Diane had Primary Biliary Cholangitis (PBC), a rare autoimmune liver condition. She's shared her liver transplant story to help raise awareness of the disease. Thank you very much, Diane.
Without a supportive partner, my road to recovery would have been a lot harder.
"At the age of 33, after not being able to put a finger on my fatigue, I was diagnosed with multiple autoimmune disorders. Being difficult to diagnose, I went through numerous tests until PBC was diagnosed with possible autoimmune hepatitis or crossover. For many years I worked, raised children, took prescribed medication and generally tried to get on with life.
"Fast forward to late 2018. It became evident that things were not going well. My colour was changing and my strength ebbing. I went to Queen Elizabeth Hospital Birmingham in January 2019 where the doctor very bluntly and honestly told me that my liver was struggling, my life expectancy was shortened and that now was the time to be listed for transplant.
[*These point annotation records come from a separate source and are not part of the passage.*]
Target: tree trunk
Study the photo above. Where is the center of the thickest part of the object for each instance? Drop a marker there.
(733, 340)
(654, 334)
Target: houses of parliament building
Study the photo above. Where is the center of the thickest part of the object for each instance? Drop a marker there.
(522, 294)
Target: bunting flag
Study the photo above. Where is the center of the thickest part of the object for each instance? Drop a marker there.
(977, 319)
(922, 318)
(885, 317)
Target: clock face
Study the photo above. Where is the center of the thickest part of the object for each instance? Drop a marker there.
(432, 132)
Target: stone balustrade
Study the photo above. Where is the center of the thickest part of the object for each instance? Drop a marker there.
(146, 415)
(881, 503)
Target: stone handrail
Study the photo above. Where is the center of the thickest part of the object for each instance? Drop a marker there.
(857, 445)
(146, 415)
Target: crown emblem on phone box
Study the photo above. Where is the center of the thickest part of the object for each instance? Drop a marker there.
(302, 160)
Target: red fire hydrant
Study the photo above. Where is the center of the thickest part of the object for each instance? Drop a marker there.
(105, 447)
"All the fight that I had trying to kid folk that I was 'fine' left me that day. I had my one-day assessment in May, then on 12th and 13th June, the two-day assessment. This was all at Birmingham, with my husband as shell shocked as myself.
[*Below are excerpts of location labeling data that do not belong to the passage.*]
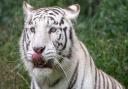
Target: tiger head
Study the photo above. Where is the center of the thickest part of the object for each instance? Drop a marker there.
(48, 36)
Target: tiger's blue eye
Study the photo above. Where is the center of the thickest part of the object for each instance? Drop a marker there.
(52, 30)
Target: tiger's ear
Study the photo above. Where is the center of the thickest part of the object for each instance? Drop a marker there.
(72, 12)
(27, 8)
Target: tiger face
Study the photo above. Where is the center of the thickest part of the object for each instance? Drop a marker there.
(48, 36)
"On the afternoon of the 14th, a telephone call came to say that I would be listed. By this time my colour was butterscotch. It was past being a nice holiday tan. The listing went active on 18th June and I had my call on 23rd June.
"My husband drove us there, we didn't even speak, but I had this tremendous calm wash over me. I was resigned to this 'what will be will be' situation.
"The waiting to see if the liver was suitable for me seemed an eternity. It was midday when I got wheeled to theatre after waiting from arrival at 4 am. We were then both in pieces, obviously not knowing if I would survive. I was barely eight stone at that time.
"Five hours later, my husband, to his relief, was told that it had been a success and I was being taken to ICU. After six days I was discharged from hospital complete with a carrier bag of medications, a drain still in situ and a cushion held to my stomach (more as a comfort).
The road to recovery
"It is almost two years now since my transplant and I am now walking distances with my husband, bowling again and, in spite of shielding in lockdown, I am loving and living life as much as possible. It is a different lifestyle nowadays though with the restrictions in place and the vulnerability of being on immunosuppressants for life but it is a calm, healthy and satisfying lifestyle that we as a couple can continue to lead. My family cannot believe the change, especially my strength, as I can run about with the grandchildren, much to their amusement.
"PBC may return. If it does, I now know what to expect. It can be managed successfully but mine had become progressive. I am no longer scared of the idea but just hope that, thanks to my donor, I can be a good custodian to the organ and enjoy life.
"The staff at Queen Elizabeth Hospital have been on the ball at every progression or pitfall, so very supportive. Their team have endless patience. However, without a supportive partner, my road to recovery would have been a lot harder. Dean has been there throughout for me, tough days and happy ones, keeping his encouragement and enthusiasm which helped me literally get back on my feet."